PARBOABOA, Jakara - Tensi politik nasional terus memanas. Presiden terpilih, Prabowo Subianto baru-baru ini melempar frasa politik yang multitafsir.
Pernyataan tersebut disinyalir bermaksud untuk menyinggung pihak-pihak yang tidak mau diajak bekerja sama dalam pemerintahannya nanti.
Dia menegaskan semua pihak yang tak mau bekerja sama untuk tidak mengganggu.
Pernyataan Itu disampaikan saat hadir di acara rapat koordinasi nasional atau Rakornas Partai Amanat Nasional (PAN) di Hotel JS Luwansa, Jakarta Selatan pada Kamis, (9/05/2024).
Prabowo memulai pembicaraannya dengan mengatakan kemajuan Indonesia saat ini tak dibendung lagi.
Kecuali, jelasnya, jika para elite Indonesia tidak bisa atau tidak mau diajak bekerja sama.

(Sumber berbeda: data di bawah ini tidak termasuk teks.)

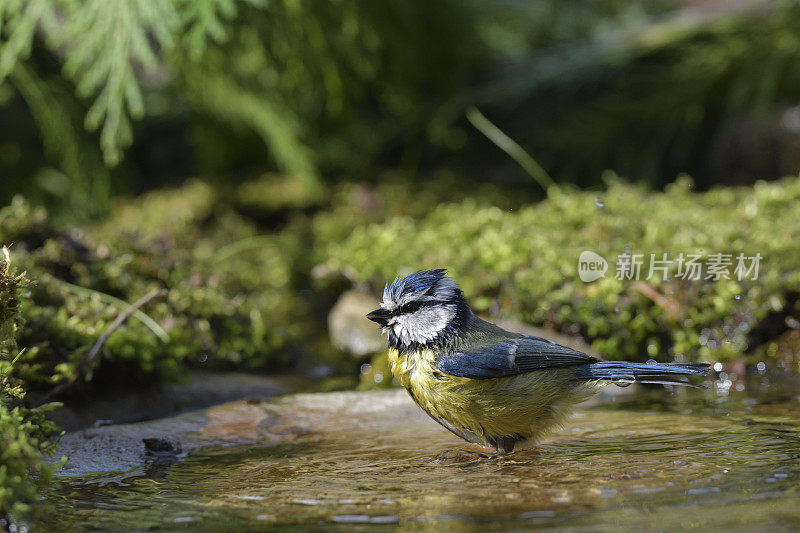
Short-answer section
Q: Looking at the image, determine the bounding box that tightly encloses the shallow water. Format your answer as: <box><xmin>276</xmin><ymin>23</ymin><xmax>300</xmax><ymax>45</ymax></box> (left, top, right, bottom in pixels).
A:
<box><xmin>37</xmin><ymin>372</ymin><xmax>800</xmax><ymax>531</ymax></box>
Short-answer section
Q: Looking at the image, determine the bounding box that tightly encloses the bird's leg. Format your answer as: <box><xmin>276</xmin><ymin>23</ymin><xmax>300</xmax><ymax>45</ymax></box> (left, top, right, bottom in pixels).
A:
<box><xmin>454</xmin><ymin>439</ymin><xmax>514</xmax><ymax>460</ymax></box>
<box><xmin>494</xmin><ymin>437</ymin><xmax>516</xmax><ymax>454</ymax></box>
<box><xmin>429</xmin><ymin>443</ymin><xmax>496</xmax><ymax>465</ymax></box>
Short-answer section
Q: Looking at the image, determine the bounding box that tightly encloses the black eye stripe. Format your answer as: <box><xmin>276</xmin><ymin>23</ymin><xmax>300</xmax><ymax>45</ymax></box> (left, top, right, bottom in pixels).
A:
<box><xmin>399</xmin><ymin>301</ymin><xmax>423</xmax><ymax>314</ymax></box>
<box><xmin>391</xmin><ymin>298</ymin><xmax>449</xmax><ymax>316</ymax></box>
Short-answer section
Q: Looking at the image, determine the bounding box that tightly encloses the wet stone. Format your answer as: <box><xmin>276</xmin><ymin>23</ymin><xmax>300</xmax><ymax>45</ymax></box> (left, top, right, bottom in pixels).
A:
<box><xmin>143</xmin><ymin>437</ymin><xmax>182</xmax><ymax>456</ymax></box>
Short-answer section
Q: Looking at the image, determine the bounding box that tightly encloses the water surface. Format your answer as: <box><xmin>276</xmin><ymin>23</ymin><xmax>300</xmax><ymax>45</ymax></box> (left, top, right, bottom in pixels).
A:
<box><xmin>38</xmin><ymin>372</ymin><xmax>800</xmax><ymax>531</ymax></box>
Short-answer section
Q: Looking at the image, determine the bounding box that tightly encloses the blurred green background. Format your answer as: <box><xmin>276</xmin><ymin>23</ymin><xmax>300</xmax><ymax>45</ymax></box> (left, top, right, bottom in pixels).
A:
<box><xmin>5</xmin><ymin>0</ymin><xmax>800</xmax><ymax>221</ymax></box>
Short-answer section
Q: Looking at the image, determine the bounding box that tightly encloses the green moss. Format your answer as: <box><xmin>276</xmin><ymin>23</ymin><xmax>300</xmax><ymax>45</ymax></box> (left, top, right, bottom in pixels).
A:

Maka dari itu, Prabowo mengakui bahwa pihaknya akan menjalankan pemerintahan bersama kekuatan yang mau diajak bekerja sama.
Dia pun tidak mempersoalkan jika ada yang memilih untuk tidak bergabung dengan pemerintahan.
Karena itu, ia meminta mereka tak bertingkah jika sudah menolak ajakan kerja sama. “Kalau sudah tidak mau diajak kerja sama, ya jangan mengganggu donk,” tegasnya.
Ketua Umum Partai Gerindra itu pun meminta kelompok tersebut untuk nonton saja, "kalau ada yang mau nonton di pinggir jalan, silahkan jadi penonton yang baik. Orang lagi pada mau kerja kok.”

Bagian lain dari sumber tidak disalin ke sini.